Unfortunately, it isn't. Here is the help text for the batch-size parameter:

  --p-batch-size INTEGER  The number of samples cutadapt demultiplexes
    Range(0, None)        concurrently. Demultiplexing in smaller batches will
                          yield the same result with marginal speed loss, and
                          may solve "too many files" errors related to sample
                          quantity. Set to "0" to process all samples at once.

Basically, there are cases where you might not be able to demux because you have too many samples (and the host machine can't open enough files to cover all the samples), so the batch-size setting is a little "escape hatch" to help you out.

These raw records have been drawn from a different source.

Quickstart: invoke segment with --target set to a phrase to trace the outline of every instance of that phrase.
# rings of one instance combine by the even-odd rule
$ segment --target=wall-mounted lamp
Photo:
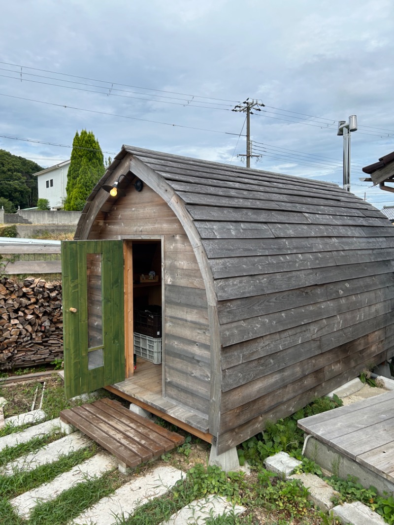
[[[105,184],[102,186],[102,189],[105,190],[106,192],[108,192],[111,197],[124,197],[126,194],[126,192],[123,190],[121,190],[119,186],[120,181],[125,177],[126,175],[119,175],[119,177],[118,180],[116,181],[112,186],[110,186],[109,184]],[[136,191],[141,192],[142,191],[143,183],[142,181],[140,180],[139,178],[137,178],[133,185]]]

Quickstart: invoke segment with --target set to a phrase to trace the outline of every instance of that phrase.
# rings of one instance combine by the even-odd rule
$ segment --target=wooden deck
[[[212,436],[208,433],[208,416],[163,397],[161,365],[138,357],[132,377],[106,388],[201,439],[212,442]]]
[[[64,410],[60,418],[97,442],[127,467],[149,461],[184,442],[183,436],[112,400],[100,400]]]
[[[394,481],[394,392],[298,421],[343,456]]]

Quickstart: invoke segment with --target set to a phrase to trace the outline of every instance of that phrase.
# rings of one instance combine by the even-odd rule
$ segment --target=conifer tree
[[[81,210],[105,171],[102,152],[93,132],[77,131],[67,173],[65,209]]]

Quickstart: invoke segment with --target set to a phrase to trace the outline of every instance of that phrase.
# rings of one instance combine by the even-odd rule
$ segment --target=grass
[[[46,381],[42,407],[48,419],[58,417],[63,410],[86,402],[66,400],[63,381],[56,373]],[[36,385],[37,382],[18,384],[15,390],[12,387],[3,388],[0,392],[0,395],[2,393],[8,401],[6,407],[9,413],[29,410]],[[99,394],[112,397],[103,390]],[[230,512],[226,516],[210,518],[206,521],[207,525],[257,525],[262,523],[267,525],[331,525],[335,523],[331,518],[310,506],[307,492],[303,487],[296,482],[285,482],[273,477],[264,469],[263,461],[267,455],[279,450],[299,456],[303,435],[297,427],[297,419],[333,408],[339,402],[327,398],[316,400],[289,418],[268,424],[264,432],[243,444],[239,447],[240,460],[241,462],[247,460],[252,465],[251,476],[247,478],[242,473],[226,474],[217,467],[207,467],[199,463],[201,458],[205,460],[206,453],[199,457],[197,440],[187,436],[184,445],[163,455],[162,458],[165,464],[187,471],[186,478],[171,488],[167,494],[138,507],[131,516],[119,517],[119,525],[158,525],[192,501],[203,499],[212,494],[223,496],[234,504],[241,504],[247,510],[240,517]],[[162,422],[162,424],[167,424]],[[11,433],[16,429],[8,428],[3,432]],[[171,429],[178,430],[176,428]],[[57,437],[52,435],[35,438],[27,443],[6,448],[0,452],[0,465],[37,450]],[[27,522],[22,521],[13,511],[9,500],[69,471],[91,457],[98,448],[94,444],[30,472],[15,471],[12,476],[0,476],[2,525],[22,525],[23,523],[26,525],[64,525],[101,498],[110,495],[131,476],[139,475],[157,465],[155,462],[142,466],[129,477],[125,477],[114,470],[99,478],[87,480],[64,491],[52,501],[38,505]],[[303,468],[308,471],[315,471],[315,466],[306,462]]]
[[[26,443],[20,443],[15,447],[6,447],[0,450],[0,468],[24,454],[35,452],[45,445],[56,441],[61,436],[61,434],[53,433],[41,437],[34,437]]]
[[[102,498],[110,496],[124,482],[124,477],[112,470],[101,477],[79,483],[55,499],[37,505],[29,525],[64,525]]]
[[[52,481],[57,476],[71,470],[97,452],[97,445],[93,445],[61,456],[53,463],[40,465],[28,472],[17,471],[12,476],[0,476],[0,494],[10,499],[28,490],[36,488],[44,483]],[[2,523],[0,517],[0,523]]]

Not yet, but it's on our radar. Please note, cutadapt only just got support for multi-core demuxing last month:

https://cutadapt.readthedocs.io/en/stable/changes.html#v3-0-2020-11-10

perdita · December 9, 2020, 2:47pm

Thank you very much for the information. Guess it's just back to waiting for 7+ hours for this to finish then!

thermokarst · December 9, 2020, 2:49pm

You could also just run cutadapt on its own and then import the demultiplexed results into QIIME 2. The new 2020.11 release of q2-cutadapt has cutadapt 3 in it, so you'll be able to use the new multi-core features. The VMs will come out soon, but in the meantime you could install in your existing AMI using the "native linux" installation guide: Natively installing QIIME 2 — QIIME 2 2020.11.1 documentation

:qiime2:

perdita · December 10, 2020, 3:35pm

It is interesting that --p-batch-size 0 gives 0.03M reads/minute, and --p-batch-size 70 around 0.16M reads/minute. With around 14 million samples, I wonder what the ideal parameters or EC2 instance type is.

perdita · December 20, 2020, 6:20am

Is --p-batch-size X (X > 0) supposed to throw away all but the first X samples?

thermokarst · December 20, 2020, 2:31pm

Hi @perdita!

No, it shouldn't throw away any samples. Are you observing a case where samples are being discarded? If so please share any relevant commands and/or data.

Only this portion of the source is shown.